Last updated on August 30th, 2019
Italian-Americans are well known for keeping the pasta sabbath. Every Sunday around 2:00 or 3:00 pm, the whole family (and likely some extra cousins) will sit down for a big pasta meal.
This is the way it has been done for most first- and second-generation Italian families.
But this modern life makes it hard to hold fast to such traditions. Many families like mine do Sunday pasta only once in a while, when my brother and I are both visiting our parents, or for a birthday or special occasion.
But why do Italians eat pasta on Sunday? Hasn’t Lidia Bastianich let us all know by now that there’s more to Italian cooking than pasta and red sauce?
Much of this has to do with the fact that many Italian-Americans come from the provinces of Salerno, also known as the Cilento. There, Sunday dinner means hand-made fusilli, tomato sauce or meat ragù, and large gatherings of families.
In New York, large communities of Cilentese settled in Italian Harlem (East Harlem), the Belmont section of the Bronx, and Williamsburg, Brooklyn.
In these neighborhoods, Sicilians, Neapolitans, Calabrians, and Apulians lived together as they hadn’t in Italy. Their traditions, their families and their Sunday dinner recipes blended and soon created the culture that made them Italian-Americans.
Pasquale Maio runs the American arm of Cilento Experience, which presents gastronomical tours in the Cilento. He explains:
“According to tradition, fusilli were only freshly made to honor Ferragosto, Easter and Christmas. But this succulent, typically Cilentano dish is eaten on Sundays for the family reunion or to celebrate a special occasion and relax at home with family. My bisnonna (great-grandmother) always says to me that one must have fusilli al ragù as a Sunday meal and if you have guests you have to respect them by making fresh pasta.”
Here’s a simple recipe from Pasquale’s family for fresh Sunday fusilli, or, fusiddi, as they say in the Cilento.
Or for more details on making homemade pasta, watch the full step-by-step Good. Food. Stories. video tutorial.
- 1 pound (16 ounces; 454 grams) all-purpose flour
- 4 large eggs
- 2 tablespoons extra virgin olive oil
- 1 teaspoon kosher salt
- 1 tablespoon water, plus more as needed
- Mound the flour on a pastry board or other clean work surface.
- Make a well in the center of the flour and add the eggs, olive oil, and salt to the center of the flour.
- Using a fork, gently begin mixing the eggs and oil into the flour, adding water as needed until a shaggy dough forms.

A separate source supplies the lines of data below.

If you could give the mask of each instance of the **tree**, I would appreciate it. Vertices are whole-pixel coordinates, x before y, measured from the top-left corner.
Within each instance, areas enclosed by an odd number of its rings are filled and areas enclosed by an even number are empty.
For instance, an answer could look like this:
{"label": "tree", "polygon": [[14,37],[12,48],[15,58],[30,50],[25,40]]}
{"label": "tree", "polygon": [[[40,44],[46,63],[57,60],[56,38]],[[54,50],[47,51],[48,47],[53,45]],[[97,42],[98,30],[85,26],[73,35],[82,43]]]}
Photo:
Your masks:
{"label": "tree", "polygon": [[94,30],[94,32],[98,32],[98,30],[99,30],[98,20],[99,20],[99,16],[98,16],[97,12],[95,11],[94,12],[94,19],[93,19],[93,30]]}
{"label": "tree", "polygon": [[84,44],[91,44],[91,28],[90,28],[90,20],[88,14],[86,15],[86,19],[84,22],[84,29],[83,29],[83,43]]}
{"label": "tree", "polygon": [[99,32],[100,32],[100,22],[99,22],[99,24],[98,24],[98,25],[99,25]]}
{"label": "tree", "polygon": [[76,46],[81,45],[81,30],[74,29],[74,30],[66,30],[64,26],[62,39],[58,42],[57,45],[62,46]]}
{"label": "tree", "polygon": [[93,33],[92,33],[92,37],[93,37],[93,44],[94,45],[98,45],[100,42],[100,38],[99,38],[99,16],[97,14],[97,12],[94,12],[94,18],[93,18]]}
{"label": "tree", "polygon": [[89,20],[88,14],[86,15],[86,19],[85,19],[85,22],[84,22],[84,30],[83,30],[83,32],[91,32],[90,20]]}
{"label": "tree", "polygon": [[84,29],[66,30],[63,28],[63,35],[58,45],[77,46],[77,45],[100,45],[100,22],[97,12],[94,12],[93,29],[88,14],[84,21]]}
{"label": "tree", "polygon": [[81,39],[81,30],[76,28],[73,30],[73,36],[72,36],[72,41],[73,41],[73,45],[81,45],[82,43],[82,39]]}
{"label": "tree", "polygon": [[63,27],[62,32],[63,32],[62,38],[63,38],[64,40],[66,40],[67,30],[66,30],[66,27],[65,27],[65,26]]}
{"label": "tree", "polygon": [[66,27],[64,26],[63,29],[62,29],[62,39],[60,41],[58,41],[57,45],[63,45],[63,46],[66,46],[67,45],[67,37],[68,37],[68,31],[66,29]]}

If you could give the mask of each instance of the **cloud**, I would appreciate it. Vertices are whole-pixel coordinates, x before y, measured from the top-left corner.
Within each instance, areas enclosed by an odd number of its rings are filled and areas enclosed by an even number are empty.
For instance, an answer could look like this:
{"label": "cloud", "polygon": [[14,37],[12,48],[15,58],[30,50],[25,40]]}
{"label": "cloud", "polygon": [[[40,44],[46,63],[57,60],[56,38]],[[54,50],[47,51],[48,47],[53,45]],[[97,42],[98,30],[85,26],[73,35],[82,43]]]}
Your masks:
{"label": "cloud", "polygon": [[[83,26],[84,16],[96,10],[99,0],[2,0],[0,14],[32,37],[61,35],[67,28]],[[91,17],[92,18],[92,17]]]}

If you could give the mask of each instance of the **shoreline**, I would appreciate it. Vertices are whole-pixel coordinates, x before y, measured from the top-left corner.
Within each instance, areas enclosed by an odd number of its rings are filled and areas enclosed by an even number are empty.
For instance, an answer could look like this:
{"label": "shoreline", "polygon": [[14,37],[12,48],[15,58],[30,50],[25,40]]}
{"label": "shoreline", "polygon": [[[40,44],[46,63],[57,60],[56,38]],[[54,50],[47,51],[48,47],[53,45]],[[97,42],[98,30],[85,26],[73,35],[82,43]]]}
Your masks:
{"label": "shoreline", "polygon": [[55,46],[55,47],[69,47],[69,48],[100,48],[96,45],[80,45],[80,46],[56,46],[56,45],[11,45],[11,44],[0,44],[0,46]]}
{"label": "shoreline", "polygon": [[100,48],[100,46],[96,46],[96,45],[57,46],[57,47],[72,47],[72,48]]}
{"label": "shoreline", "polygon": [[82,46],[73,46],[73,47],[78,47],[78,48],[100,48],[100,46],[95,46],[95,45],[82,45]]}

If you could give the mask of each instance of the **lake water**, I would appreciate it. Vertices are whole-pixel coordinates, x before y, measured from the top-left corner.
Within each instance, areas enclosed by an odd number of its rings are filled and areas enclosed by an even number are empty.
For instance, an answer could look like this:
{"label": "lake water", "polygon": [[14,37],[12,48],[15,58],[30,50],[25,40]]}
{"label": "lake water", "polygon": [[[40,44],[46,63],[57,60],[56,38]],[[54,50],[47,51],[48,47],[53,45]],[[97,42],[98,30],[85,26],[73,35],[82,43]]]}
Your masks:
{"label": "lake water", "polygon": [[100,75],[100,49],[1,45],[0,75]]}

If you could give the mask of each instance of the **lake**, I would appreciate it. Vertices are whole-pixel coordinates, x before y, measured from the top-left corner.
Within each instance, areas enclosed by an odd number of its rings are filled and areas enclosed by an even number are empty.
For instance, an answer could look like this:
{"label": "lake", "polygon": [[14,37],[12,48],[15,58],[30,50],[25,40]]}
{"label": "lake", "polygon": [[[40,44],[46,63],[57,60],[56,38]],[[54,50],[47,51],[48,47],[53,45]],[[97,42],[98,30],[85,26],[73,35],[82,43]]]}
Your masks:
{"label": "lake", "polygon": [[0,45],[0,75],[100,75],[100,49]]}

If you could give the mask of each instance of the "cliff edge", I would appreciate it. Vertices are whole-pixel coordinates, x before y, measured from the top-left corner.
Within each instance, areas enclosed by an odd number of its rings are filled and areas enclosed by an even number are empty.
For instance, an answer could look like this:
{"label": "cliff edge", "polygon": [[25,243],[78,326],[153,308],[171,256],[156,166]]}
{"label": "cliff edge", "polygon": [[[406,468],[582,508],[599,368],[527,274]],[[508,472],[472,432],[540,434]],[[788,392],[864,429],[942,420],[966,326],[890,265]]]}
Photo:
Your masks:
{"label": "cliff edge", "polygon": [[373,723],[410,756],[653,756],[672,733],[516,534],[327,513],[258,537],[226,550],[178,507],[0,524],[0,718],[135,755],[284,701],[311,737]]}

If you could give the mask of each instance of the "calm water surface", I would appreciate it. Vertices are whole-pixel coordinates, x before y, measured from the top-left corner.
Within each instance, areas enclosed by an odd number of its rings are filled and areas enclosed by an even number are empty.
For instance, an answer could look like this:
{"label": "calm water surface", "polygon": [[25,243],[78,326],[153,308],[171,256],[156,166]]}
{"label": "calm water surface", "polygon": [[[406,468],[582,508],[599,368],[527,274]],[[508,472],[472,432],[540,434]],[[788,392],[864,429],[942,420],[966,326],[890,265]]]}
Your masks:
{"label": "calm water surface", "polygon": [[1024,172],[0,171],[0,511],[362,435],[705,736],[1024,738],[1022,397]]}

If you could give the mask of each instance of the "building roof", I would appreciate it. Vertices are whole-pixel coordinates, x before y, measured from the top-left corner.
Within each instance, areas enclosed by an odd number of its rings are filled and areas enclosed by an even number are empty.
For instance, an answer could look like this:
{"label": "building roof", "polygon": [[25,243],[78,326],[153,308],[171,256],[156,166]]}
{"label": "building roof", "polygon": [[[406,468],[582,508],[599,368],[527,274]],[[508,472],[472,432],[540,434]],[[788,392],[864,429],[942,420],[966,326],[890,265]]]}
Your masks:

- Using your hands, slowly incorporate the rest of the flour and knead dough until the texture is consistent.
- Set aside for 30 minutes.
- Using your palm, pull off small balls of dough and roll into cigarette-shaped pieces.
- Gently lay the pasta shapes on a waxed paper-lined baking sheet or floured tray.
- Continue until dough has all been used.
- Bring a large (8-quart) pot of salted water to a boil and add the pasta.
- Cook for 3-5 minutes until the pasta floats.
- Serve with tomato sauce or with a meat ragù.